Foto: @piotr_tarasewicz /@cgm.pl
Margaret udzieliła szybkiego wywiadu Pudelkowi. Jednym z tematów poruszonych podczas rozmowy, była religia. Piosenkarką przyznała, że jej zdaniem religia nie powinna być przedmiotem obowiązkowych w szkole.
SPRAWDŹ TAKŻE: Nicki Minaj aresztowana w Holandii. Powód zatrzymania może wydawać się zaskakujący
-Jestem świeżo upieczoną apostatką, więc ja uważam, że religii nie powinno być – powiedziała Margaret.
Artystka wytłumaczyła także, dlaczego dokonała aktu apostazji, czyli zerwania więzi z Kościołem.
– Po co być w instytucji, której nie rozumiesz? Która do ciebie nie przemawia? Uważam to wręcz za bycie hipokrytą, będąc w Kościele i jawnie to krytykując. A ja chcę być w zgodzie ze sobą – stwierdziła Meggie.

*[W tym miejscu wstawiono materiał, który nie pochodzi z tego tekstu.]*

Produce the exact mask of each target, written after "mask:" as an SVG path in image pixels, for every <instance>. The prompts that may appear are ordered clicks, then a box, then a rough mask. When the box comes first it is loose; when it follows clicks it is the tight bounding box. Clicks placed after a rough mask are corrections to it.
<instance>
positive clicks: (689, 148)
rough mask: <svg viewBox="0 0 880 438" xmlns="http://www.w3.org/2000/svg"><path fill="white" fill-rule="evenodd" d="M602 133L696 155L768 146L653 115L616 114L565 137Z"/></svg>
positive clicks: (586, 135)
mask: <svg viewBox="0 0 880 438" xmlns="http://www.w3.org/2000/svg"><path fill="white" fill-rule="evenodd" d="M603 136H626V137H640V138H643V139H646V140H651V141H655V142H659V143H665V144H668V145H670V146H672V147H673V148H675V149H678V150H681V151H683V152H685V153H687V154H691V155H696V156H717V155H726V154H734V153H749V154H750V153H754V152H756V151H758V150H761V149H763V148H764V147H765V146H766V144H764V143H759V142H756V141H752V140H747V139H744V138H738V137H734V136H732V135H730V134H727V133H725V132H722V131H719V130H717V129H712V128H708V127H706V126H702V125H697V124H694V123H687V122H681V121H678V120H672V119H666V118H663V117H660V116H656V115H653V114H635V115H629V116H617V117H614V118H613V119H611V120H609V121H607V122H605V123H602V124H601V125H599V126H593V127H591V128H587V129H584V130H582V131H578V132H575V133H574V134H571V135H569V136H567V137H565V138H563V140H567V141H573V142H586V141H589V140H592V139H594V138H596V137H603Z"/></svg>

Pytana o to, w co w takim razie wierzy przyznała, że nie ma jednej konkretnej religii, którą wyznaje.
– Nie chcę tego układać w system, bo systemy zazwyczaj my, ludzie, potrafimy nieźle z****ć. Staram się odkrywać swoją duchowość, robić jogę, ale nie nazywam tego. Nie klękam przed nikim i niczym – powiedziała wokalistka.